During his closing remarks at the I/O 2019 keynote, Jeff Dean, lead of Google AI, emphasized the company's focus on developing "AI that can work across disciplines." This statement hints at Google's pursuit of artificial general intelligence (AGI), technology that could eventually match or surpass human intelligence.
In pop culture, AGI is often depicted as human-like robots, from the menacing Terminator to the heroic Vision. However, true self-aware machines are still far from reality. Nathan Michael, an associate research professor at Carnegie Mellon University and director of the Resilient Intelligent Systems Lab, believes AGI will emerge from today's specialized "narrow" AIs. "General AI represents a synthesis of various specialized AIs," he explained. Rather than being a singular system, AGI will be a capability threshold reached through collaboration among multiple narrow AIs.
Michael compares this development to a human infant, which is not born with a fully developed consciousness or self-awareness. Instead, humans build various specialized forms of intelligence that allow them to navigate their environment, manipulate objects, and gradually gain cognitive abilities. Similarly, AI development follows this methodical approach. For instance, Miso Robotics' Flippy was initially designed to flip burgers. Now, it operates a deep fryer and is learning to clean up after itself. With ongoing upgrades, Flippy has the potential to evolve into a more general kitchen AI that mimics human abilities.
However, achieving AGI presents numerous challenges. Technical limitations, including processing power and data management, hinder the capabilities of AI systems. Michael pointed out that advancements in data storage prompt questions about how to interpret the data's influence on algorithm performance. Understanding the algorithms' correctness across different contexts remains a significant hurdle, especially given the biases inherent in training data.
As AI systems integrate, measuring their combined performance becomes increasingly complex. "Understanding the performance of these algorithms is crucial for combining them effectively," Michael stated. This understanding is essential for building trust in AI, as users need assurance that algorithms behave reliably based on their data inputs. Historically, establishing trust in engineered systems requires time and concrete evidence; this expectation will apply to AI systems as well.
Although concerns exist about AI taking over menial jobs, humans tend to adapt well to new technology. "We live with AI," Michael noted, pointing to its growing sophistication in everyday applications. While many AI advancements might seem minor—such as Siri gradually improving—some changes could be transformative, like the eventual trust in autonomous vehicles to transport us without individual drivers.
Historical parallels can be drawn to the introduction of the horseless carriage. At first, these machines shared roadways with horses and pedestrians in a confusing environment. Yet, society adapted incrementally to this new technology. This is reflected in the current trajectory of AI development.

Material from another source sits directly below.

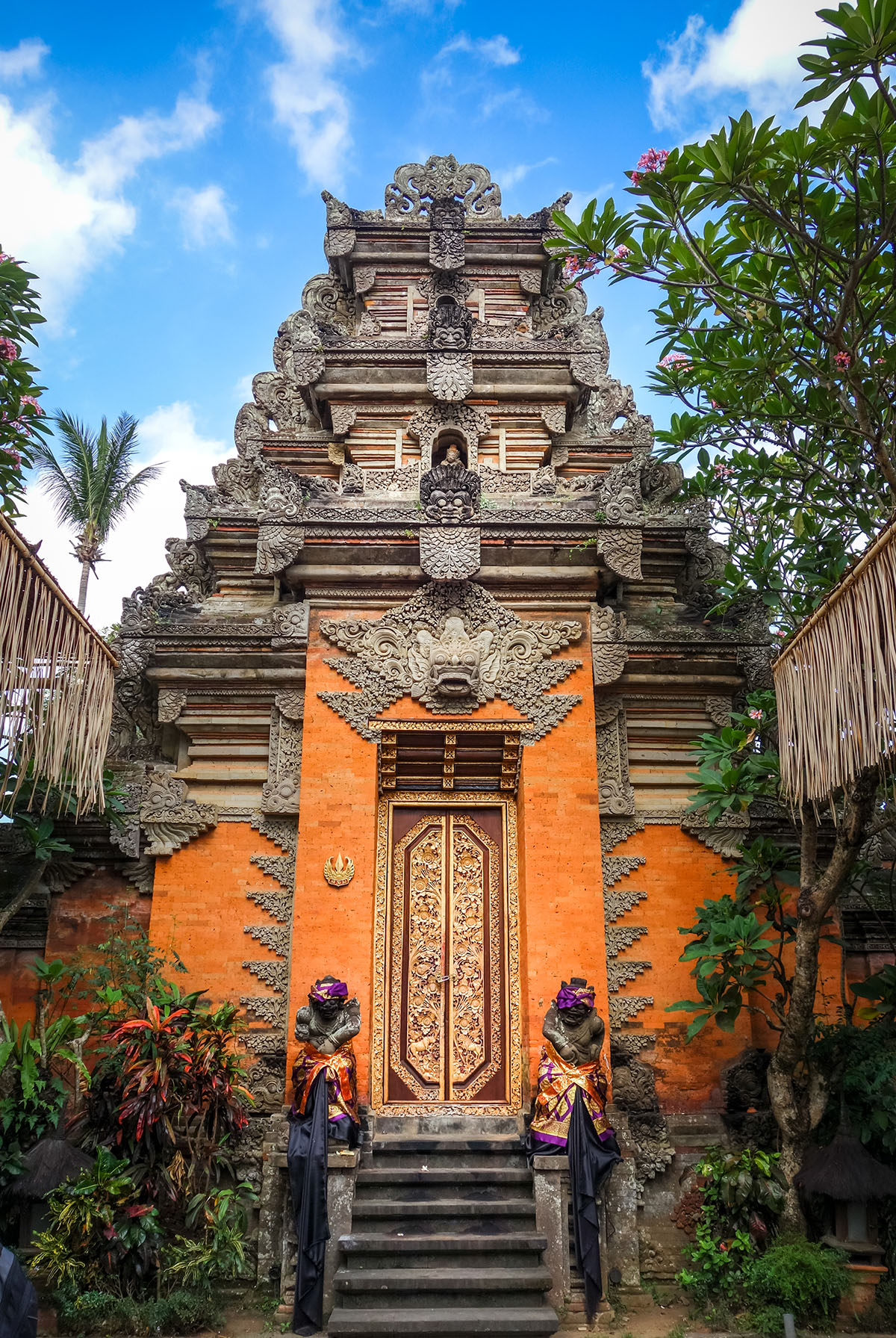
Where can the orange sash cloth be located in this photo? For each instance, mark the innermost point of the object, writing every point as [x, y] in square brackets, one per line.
[556, 1085]
[340, 1077]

Google's AI advancements in the past year serve as a testament to the growing integration of sophisticated AI into our lives. Take Duplex, for instance; this AI can make restaurant reservations over the phone by understanding human conversation. In just one year, Duplex has expanded across the smartphone ecosystem and into 43 states, with the introduction of a complementary service called CallJoy for businesses.
Although initial reactions to such advancements were apprehensive, features like Duplex have become standard functions of Google Assistant. Looking ahead, Google's latest breakthroughs in machine learning will enhance the Assistant's capabilities, enabling it to operate independently of network connectivity, bringing AI's full potential to any smartphone.